Alternative realization using Lian et al.’s credential scheme
The periodic K-times anonymous authentication scheme due to Lian et al. [125] is more efficient than Camenisch et al.’s periodic n-show credentials [38] but does not provide perfect forward privacy, which is one of our requirements.
The basic functionality of the two schemes is similar. The key difference is their approach to revocation: When showing the credential, a token serial number TSN in created by a deterministic one-way function with the current time period, a counter 1. ..n, and a user-specific secret (ei, e2) as input. Overspending results in a duplicate TSN from which V can compute U’s secret (e1, e2). This enables V to compute and recognize all future and past TSNs for U. Efficient revocation can be implemented by adding all future TSNs up to the credential’s expiration date to an indexed database.

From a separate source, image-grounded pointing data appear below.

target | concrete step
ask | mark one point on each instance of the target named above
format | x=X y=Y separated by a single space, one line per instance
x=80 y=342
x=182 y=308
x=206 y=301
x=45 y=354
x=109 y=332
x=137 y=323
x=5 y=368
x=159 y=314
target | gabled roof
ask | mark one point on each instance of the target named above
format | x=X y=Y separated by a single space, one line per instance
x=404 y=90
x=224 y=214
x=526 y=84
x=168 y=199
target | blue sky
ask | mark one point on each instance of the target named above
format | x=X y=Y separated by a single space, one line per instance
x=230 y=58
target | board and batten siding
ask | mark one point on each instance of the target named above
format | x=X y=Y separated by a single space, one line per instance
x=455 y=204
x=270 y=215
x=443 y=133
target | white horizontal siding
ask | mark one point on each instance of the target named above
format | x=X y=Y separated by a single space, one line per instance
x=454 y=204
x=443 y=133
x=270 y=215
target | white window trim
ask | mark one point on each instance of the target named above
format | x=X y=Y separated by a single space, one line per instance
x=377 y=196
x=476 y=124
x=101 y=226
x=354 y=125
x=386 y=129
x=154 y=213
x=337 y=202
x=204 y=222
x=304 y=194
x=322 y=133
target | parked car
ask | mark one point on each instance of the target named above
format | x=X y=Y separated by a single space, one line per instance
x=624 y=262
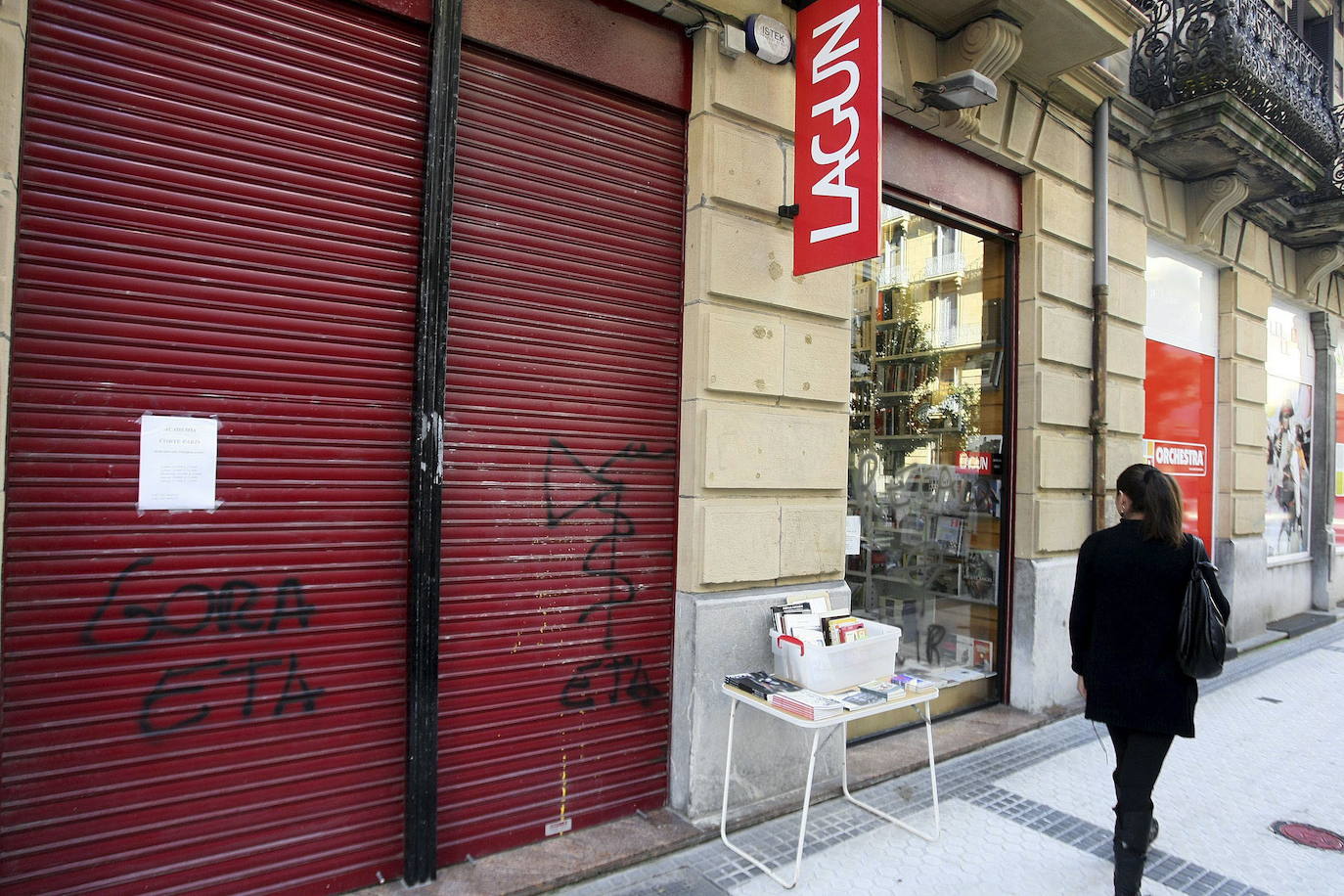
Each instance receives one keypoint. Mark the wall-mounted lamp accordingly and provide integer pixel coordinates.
(959, 90)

According to their evaluation, the Show protocol is three to four times more efficient than the one from the periodic n-show credential scheme. Additionally, users do not need to update their credentials accumulator when a user was revoked from the system. If one is willing to drop the requirement of perfect forward secrecy, an even more efficient variant of PUCA could be implemented using this scheme. There would still be a significant privacy gain in comparison to the basic scheme but only for users whose credentials are not revoked. When a user’s credential is invalidated, however, e.g., because he wishes to leave the V2X system, his previous transactions with the PCA would be revealed.

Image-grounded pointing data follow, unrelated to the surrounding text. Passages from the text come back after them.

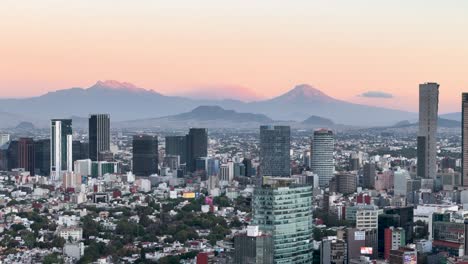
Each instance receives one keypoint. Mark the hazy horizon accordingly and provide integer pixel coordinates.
(364, 52)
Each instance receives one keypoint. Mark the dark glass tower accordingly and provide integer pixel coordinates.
(12, 155)
(369, 175)
(464, 178)
(275, 146)
(26, 154)
(197, 146)
(145, 155)
(99, 135)
(177, 146)
(42, 157)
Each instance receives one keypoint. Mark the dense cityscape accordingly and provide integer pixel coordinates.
(274, 194)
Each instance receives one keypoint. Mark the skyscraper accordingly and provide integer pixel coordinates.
(321, 151)
(275, 147)
(465, 140)
(42, 157)
(4, 138)
(427, 141)
(145, 155)
(26, 154)
(369, 175)
(99, 135)
(177, 146)
(283, 209)
(61, 139)
(197, 146)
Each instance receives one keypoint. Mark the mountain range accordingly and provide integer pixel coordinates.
(125, 101)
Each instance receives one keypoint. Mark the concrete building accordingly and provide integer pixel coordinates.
(427, 135)
(322, 162)
(288, 218)
(464, 164)
(253, 247)
(61, 144)
(333, 251)
(369, 175)
(99, 135)
(275, 147)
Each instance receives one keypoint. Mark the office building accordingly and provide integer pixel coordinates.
(275, 146)
(101, 168)
(333, 250)
(369, 175)
(427, 134)
(177, 146)
(42, 157)
(406, 220)
(344, 183)
(403, 255)
(61, 138)
(394, 238)
(197, 146)
(402, 180)
(26, 155)
(464, 139)
(145, 155)
(288, 218)
(248, 167)
(321, 151)
(253, 247)
(4, 139)
(385, 221)
(99, 135)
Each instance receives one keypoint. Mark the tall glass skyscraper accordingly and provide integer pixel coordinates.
(61, 138)
(99, 135)
(145, 155)
(177, 146)
(427, 141)
(465, 140)
(321, 151)
(275, 147)
(283, 209)
(197, 146)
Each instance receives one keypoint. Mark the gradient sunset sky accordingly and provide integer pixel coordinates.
(344, 48)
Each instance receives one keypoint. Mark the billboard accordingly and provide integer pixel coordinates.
(359, 235)
(366, 250)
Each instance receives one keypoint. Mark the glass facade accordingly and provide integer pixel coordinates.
(275, 146)
(286, 214)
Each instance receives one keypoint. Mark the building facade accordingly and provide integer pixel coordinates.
(427, 134)
(275, 146)
(322, 162)
(99, 135)
(145, 155)
(283, 210)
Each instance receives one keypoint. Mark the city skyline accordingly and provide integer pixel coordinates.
(221, 45)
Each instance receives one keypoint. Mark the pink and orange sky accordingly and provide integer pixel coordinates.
(344, 48)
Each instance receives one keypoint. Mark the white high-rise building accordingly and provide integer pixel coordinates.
(427, 135)
(322, 162)
(61, 154)
(4, 138)
(400, 182)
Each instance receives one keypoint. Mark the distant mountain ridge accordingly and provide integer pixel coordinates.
(207, 113)
(125, 101)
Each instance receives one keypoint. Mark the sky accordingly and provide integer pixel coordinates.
(365, 51)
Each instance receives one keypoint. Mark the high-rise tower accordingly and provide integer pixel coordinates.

Integration into existing systems
As our scheme only modifies the pseudonym issuance phase it is compatible with existing ETSI [69] and IEEE [108] standards and can be deployed alongside the basic scheme. PUCA users can securely communicate with participants that use a different protocol to obtain their pseudonyms and vice versa. For interoperability, the trust hierarchy must be set up such that all PCA certificates are signed by a globally trusted root CA. The compatibility enables both a gradual deployment of PUCA as well as the coexistence of different schemes in the long-term.